Gov. Mitch Daniels, looking at a tight budget for the next couple of years, is proposing only two new building projects -- expansion of a couple of correctional faclities in order to add 1,200 beds to the state's prison capacity. This doesn't over too well with some Democrats:
Democrats who control the House have questioned whether the expansions are necessary, especially because the proposed budget doesn't contain any new money for K-12 education and would make cuts in many state agencies and higher education. Some say the state should be investing in education and alternative sentencing programs that could help people avoid prison in the first place.
"It's the wrong emphasis," said Rep. Vernon Smith, D-Gary. "We need to rethink what we're doing in this state."
OK, I understand the arguments about reflexively building new prison capacity.
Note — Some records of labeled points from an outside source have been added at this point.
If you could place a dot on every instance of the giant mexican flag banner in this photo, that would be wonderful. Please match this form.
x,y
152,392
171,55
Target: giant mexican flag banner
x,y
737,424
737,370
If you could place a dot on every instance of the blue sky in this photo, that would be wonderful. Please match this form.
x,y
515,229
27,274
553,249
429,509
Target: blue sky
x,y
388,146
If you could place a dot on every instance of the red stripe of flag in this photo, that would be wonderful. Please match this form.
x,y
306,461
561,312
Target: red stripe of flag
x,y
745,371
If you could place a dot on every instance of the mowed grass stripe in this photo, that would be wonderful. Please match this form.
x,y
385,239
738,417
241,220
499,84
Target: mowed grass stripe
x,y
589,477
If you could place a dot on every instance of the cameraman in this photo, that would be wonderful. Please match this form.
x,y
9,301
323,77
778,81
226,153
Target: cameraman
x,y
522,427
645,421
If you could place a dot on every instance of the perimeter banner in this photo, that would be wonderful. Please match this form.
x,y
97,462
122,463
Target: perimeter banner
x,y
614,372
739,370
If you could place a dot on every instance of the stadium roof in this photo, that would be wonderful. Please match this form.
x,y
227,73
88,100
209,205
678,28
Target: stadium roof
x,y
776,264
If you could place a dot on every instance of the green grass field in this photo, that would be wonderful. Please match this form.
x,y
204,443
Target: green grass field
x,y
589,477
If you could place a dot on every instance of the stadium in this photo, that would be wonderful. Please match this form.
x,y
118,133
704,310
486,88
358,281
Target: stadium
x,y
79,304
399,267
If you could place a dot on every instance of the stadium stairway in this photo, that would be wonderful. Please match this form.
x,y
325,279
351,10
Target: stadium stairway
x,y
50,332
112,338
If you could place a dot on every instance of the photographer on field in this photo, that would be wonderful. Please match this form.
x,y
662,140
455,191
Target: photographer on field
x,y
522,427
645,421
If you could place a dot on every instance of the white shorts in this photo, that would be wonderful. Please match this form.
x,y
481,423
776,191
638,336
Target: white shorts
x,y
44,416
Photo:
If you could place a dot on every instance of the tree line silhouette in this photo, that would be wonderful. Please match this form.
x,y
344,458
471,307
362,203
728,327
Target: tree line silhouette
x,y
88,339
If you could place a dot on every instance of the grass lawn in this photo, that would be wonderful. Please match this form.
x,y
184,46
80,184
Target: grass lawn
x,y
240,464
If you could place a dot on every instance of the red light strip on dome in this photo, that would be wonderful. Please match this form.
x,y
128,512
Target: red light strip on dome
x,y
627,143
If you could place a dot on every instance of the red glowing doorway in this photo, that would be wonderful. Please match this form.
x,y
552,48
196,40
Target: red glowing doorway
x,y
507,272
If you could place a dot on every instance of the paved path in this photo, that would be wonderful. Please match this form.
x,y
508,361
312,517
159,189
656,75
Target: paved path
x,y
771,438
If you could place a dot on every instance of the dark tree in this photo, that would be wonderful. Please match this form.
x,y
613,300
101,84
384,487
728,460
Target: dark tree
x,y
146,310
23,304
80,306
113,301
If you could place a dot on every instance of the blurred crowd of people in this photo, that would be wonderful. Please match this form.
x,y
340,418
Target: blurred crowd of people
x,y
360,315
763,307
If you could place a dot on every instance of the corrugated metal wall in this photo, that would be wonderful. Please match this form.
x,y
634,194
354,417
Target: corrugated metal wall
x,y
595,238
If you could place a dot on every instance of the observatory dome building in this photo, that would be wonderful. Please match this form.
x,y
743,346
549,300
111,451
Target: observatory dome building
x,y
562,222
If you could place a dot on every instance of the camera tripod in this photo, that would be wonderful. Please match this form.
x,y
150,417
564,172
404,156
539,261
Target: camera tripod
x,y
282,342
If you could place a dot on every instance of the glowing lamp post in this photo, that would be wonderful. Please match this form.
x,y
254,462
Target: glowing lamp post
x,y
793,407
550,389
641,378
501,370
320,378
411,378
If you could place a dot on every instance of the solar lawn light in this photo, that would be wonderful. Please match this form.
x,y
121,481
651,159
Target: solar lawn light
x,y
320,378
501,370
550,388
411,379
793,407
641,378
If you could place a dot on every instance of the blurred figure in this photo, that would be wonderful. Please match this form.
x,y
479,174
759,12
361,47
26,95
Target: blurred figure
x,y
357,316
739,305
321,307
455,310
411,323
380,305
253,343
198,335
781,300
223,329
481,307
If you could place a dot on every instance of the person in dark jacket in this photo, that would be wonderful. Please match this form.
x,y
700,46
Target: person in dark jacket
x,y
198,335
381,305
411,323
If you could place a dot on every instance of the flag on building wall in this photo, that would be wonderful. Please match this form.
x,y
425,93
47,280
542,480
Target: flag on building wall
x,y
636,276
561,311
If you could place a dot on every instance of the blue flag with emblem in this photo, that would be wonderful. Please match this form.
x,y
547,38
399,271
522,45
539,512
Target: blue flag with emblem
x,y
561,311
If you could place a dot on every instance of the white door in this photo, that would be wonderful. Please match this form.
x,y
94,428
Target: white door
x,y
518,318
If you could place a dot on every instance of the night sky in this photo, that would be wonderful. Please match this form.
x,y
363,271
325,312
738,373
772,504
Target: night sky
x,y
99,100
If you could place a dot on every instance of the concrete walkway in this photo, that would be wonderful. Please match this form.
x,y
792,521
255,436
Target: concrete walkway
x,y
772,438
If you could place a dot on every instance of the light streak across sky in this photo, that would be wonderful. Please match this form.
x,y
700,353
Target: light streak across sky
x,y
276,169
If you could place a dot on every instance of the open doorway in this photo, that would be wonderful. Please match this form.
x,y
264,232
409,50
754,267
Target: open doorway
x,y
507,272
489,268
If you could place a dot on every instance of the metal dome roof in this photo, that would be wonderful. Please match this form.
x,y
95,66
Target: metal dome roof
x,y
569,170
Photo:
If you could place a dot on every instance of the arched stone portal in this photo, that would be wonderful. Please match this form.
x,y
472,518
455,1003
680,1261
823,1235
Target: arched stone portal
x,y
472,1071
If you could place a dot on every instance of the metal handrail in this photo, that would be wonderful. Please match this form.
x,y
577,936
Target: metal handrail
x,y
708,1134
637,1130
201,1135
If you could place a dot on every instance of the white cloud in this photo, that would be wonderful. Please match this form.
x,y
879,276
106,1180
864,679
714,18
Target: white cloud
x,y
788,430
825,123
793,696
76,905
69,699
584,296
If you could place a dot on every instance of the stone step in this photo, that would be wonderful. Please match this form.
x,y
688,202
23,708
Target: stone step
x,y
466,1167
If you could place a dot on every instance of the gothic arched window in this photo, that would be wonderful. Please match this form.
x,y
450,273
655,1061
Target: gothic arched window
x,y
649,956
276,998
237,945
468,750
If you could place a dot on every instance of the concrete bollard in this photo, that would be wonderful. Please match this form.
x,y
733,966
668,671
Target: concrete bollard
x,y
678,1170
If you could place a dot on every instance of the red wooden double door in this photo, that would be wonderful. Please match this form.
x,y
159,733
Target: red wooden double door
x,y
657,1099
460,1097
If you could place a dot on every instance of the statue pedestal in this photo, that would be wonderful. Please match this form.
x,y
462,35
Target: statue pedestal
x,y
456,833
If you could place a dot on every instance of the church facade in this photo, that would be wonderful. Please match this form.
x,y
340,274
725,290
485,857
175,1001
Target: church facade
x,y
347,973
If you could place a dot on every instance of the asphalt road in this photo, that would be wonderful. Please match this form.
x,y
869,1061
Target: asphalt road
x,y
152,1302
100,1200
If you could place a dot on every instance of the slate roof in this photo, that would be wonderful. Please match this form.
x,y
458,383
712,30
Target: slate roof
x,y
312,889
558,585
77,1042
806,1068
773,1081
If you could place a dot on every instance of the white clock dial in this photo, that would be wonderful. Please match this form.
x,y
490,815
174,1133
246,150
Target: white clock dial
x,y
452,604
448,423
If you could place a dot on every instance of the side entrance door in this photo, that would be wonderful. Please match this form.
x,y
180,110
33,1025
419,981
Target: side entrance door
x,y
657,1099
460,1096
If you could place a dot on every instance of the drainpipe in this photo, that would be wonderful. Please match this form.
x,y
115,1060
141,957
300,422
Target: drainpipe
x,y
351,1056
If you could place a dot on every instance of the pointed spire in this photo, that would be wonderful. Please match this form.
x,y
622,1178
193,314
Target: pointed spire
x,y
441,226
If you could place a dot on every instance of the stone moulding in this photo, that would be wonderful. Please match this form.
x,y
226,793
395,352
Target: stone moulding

Sometimes, it seems as if some strange variation of Parkinson's Law is at work, always adding enough prisoners to fill the space available. AT least once in a while the state should review whether things such as mandatory sentencing and get-tough-on-drugs policies are actually doing what they were intended to do.
But the Democrats seem to be advancing an either/or argument: Either we take care of the bad guys we already have or we spend money on policies and programs to prevent future bad guys. This is no contest. No one has yet, as far as I can tell, come up with a way of keeping a certain percentage from becoming bad guys. But it works out pretty well for the law-abiding to prevent the known bad guys from creating mischief by locking them away.